俺がこの前つけた噛み痕が彼女の肌にまだどれだけ残っているのか知りたい。
俺のもの、というしるし。
理性ではあまり痕をつけてはいけないと思っているのだが、冬も近くて着ている服が長袖だというのもありうっかりエスカレートしてしまう。
芹香さんも止めてくれればいいものを、かなり我慢するようなので、結局俺は彼女の肌になにかしら痕をつけてしまっていた。
見ると嬉しくなるんだけどね。
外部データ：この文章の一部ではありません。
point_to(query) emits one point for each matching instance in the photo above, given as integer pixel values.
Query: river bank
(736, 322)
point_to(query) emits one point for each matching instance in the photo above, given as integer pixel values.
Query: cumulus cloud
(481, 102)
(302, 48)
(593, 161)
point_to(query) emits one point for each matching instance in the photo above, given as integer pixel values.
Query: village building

そうはいっても痛々しく見えるのには変わりない。
「芹香さん」
「はいなんですか」
芹香さんは神妙な面持ちで俺を見て、カウンターの下でストッキングに包まれた足を組んだ。
秋口まではパンツスーツしか着なかった芹香さんは、今では時々スカートのセットアップも着るようになっている。
俺が「スカートも似合うと思うな」と言った時から芹香さんの服装は少しづつ変わっている。
スカートを履いたり、ネイルを塗ったりするだけで、芹香さんは見違えるように女らしくなった。
元々素材はいいのだし、立ち居振る舞いも上品なので、ちょっと気を使っただけでかなりレベルアップして見えるのだ。
俺の目に狂いはなかったよ。
「頼んだこと、ちゃんとしてきた?」
芹香さんが、アイスコーヒーを飲みながらうつむく。
「スカート履いて来たのは見てわかるでしょう」
「俺が頼んだのそれだけじゃないよね」
芹香さんは俺の問いかけを無視するようにしてバッグからタバコを取り出して火をつけようとする。
素早く芹香さんの手を握って、ライターを取り上げた。
驚いている芹香さんにさらに問う。
「俺の頼んだことは?」
イエスかノーだけで構わないのに、芹香さんは色々考えて勝手に恥ずかしがる。そんな様子も楽しくて、俺はじわじわと彼女を追いつめる。